How best to frame Fox’s The Gifted, the latest TV show based on a Marvel comic, and specifically mutants from the X-Men corner of the Marvel Universe? How about this:
There’s a pretty wide continuum of both quality and ambition among the current wave of comic book TV shows, and The Gifted falls pretty squarely in the middle. Based on tonight’s pilot episode (the only one Fox screened for critics), it gets the basics down and doesn’t try to deliver more than what you might expect, for better or worse.
Written by Burn Notice creator Matt Nix, with a pilot directed by Bryan Singer, The Gifted take place in the same fictional universe as the X-Men films directed by Singer and others. But just as the Marvel Netflix shows take place in the same reality as the Avengers movies, but on a much smaller scale, The Gifted focuses on mutants who are too obscure to attract the attention of Professor X and friends.

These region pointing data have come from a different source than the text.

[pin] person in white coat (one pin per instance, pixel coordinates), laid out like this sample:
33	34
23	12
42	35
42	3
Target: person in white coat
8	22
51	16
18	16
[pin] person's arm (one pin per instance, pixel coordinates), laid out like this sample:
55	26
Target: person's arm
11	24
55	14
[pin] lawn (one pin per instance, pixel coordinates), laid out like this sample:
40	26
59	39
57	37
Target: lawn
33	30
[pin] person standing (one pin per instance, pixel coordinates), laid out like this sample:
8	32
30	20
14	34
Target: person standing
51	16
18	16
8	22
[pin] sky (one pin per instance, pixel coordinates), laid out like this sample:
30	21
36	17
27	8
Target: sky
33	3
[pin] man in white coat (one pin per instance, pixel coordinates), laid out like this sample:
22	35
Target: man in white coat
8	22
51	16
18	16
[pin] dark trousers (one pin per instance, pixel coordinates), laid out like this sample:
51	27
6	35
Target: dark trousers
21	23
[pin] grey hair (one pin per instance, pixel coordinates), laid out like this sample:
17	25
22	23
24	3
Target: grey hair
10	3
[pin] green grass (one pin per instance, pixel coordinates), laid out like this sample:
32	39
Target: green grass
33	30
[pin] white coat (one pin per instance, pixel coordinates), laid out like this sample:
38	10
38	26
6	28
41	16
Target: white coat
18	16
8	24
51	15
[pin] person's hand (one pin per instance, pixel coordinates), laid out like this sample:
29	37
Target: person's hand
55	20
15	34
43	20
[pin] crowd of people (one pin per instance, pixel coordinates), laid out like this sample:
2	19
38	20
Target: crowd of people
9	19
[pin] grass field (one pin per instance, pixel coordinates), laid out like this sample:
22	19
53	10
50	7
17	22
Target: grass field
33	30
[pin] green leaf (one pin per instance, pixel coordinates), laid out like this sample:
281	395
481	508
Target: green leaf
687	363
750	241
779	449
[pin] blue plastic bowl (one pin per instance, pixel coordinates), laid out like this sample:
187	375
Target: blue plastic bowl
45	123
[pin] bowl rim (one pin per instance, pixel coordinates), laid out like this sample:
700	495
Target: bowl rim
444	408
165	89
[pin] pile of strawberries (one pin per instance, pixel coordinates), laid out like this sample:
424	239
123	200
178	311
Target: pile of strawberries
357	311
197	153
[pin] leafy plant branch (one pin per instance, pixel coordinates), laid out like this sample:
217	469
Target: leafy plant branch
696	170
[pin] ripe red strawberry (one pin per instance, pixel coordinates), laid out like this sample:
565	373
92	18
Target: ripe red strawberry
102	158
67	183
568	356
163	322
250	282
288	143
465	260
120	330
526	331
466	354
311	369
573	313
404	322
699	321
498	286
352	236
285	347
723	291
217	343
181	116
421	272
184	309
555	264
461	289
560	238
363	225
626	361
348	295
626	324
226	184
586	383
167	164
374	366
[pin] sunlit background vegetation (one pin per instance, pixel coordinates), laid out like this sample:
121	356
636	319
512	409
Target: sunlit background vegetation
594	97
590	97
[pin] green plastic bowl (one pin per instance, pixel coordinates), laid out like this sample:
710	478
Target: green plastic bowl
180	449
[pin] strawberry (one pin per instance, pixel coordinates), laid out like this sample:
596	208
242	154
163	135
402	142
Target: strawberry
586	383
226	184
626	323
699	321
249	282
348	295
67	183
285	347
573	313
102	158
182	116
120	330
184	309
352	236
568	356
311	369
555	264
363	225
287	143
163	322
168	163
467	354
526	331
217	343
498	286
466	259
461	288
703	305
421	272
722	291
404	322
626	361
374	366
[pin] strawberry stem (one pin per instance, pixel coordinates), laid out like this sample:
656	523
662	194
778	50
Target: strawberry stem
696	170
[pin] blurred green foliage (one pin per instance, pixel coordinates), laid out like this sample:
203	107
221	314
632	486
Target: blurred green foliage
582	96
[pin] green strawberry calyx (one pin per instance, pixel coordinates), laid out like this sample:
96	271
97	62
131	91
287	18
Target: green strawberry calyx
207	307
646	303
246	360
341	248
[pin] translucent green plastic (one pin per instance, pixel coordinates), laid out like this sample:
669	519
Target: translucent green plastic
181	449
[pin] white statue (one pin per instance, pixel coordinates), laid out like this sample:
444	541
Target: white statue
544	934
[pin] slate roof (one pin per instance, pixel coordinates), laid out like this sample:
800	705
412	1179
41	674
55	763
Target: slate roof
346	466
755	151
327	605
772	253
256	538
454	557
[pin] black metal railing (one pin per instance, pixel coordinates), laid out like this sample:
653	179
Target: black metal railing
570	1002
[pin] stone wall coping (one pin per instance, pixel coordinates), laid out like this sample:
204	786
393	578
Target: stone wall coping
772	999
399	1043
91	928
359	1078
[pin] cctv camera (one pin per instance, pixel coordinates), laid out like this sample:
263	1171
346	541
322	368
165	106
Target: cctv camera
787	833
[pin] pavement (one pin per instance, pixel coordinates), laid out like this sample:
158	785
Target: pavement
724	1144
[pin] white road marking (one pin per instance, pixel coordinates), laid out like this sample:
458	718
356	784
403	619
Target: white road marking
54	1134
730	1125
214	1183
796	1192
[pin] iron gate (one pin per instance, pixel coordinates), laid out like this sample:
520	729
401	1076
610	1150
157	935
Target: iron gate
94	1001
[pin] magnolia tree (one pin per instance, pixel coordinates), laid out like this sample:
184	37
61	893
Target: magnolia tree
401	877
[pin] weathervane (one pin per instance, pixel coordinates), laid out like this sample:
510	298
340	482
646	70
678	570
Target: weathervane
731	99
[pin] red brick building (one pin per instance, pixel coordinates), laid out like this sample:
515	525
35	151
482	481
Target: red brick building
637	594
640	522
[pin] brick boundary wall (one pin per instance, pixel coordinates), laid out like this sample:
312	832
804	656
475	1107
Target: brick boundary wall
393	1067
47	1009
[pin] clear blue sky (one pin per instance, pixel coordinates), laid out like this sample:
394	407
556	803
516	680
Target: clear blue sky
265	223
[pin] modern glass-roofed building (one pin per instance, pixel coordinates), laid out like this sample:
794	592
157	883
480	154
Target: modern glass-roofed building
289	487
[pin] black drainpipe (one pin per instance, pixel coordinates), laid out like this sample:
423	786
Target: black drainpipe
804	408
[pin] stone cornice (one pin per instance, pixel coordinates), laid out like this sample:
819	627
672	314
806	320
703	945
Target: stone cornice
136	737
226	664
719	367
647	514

The pilot introduces two sets of characters who eventually intersect. One is a group of young mutants — mostly X-Men C-listers like superstrong tracker Thunderbird (Blair Redford), teleporter Blink (Jamie Chung), mistress of magnetism Polaris (Emma Dumont), plus an original character, Eclipse (Sean Teale) who can… weld things, I think? — trying to live off the grid in a climate of anti-mutant hysteria where they have no rights and can be locked away forever without cause. The other is the Strucker family(*), led by parents Reed (Stephen Moyer) and Caitlin (Amy Acker), plus teenagers Lauren (Natalie Alyn Lind) and Andy (Percy Hynes White). Reed is a prosecutor who specializes in mutant cases, which makes it karmically fitting when he discovers that his kids are both mutants — their powers, like Eclipse’s, are still somewhat sketchily defined, but he has telekinetic abilities and she can make shields out of thin air — and has to go on the run with them.
(*) The Struckers, like Quicksilver, are among the few Marvel characters whose film rights simultaneously belong to both Fox, which has all the X-Men and related properties, and Marvel itself. So one version was featured in Avengers: Age of Ultron, with Thomas Kretschmann playing a more traditionally evil version of the family patriarch Wolfgang, while The Gifted has Moyer as this cuddlier, Americanized guy.
The aesthetic is the glum, muted one of Singer’s first few X-Men films, but on a TV budget: instead of 20-foot-tall robot Sentinels designed to kill mutants, there’s a government mutant-hunting agency called Sentinel Services, represented by Burn Notice vet Coby Bell’s Jace Turner. Even with Singer behind the camera, it doesn’t look that much different from what the Syfy version of it would be if shot in Vancouver with lesser-known actors than Moyer and Acker.
For that matter, casting two fan favorites (Moyer from True Blood, Acker from… well, everything, but most notably Angel and Person of Interest) as the concerned parents on a show where everyone else has powers and gets to do badass things seems a poor use of resources. I imagine we’ll eventually get to see Caitlin toting guns or using martial arts or in some other way playing fierce mama bear, but the focus is on her kids, and on the mutant Underground Railroad, and the most interesting performance from either group comes from Bunheads alum Dumont, who carries herself like someone who has been fundamentally changed in ways that go beyond having magnetic powers, but whom the pilot largely sidelines.
Reviewing this only a few days after Inhumans debuted has me worried that I’m lowering the bar too much, but The Gifted so far is… fine. It’s exactly what you think it’s going to be, presented competently (Nix has been working in genre TV long enough to know how to keep these things moving along), with enough good actors to be encouraging, even if most of them aren’t being used to full potential just yet. Legion, set in an even more remote corner of the X-universe, showed just how surprising and strange and memorable a show can be from related source material. The Gifted is aiming for something vastly more conventional, and doing it decently. Considering how poorly this fall’s other Marvel show turned out, I’ll take it.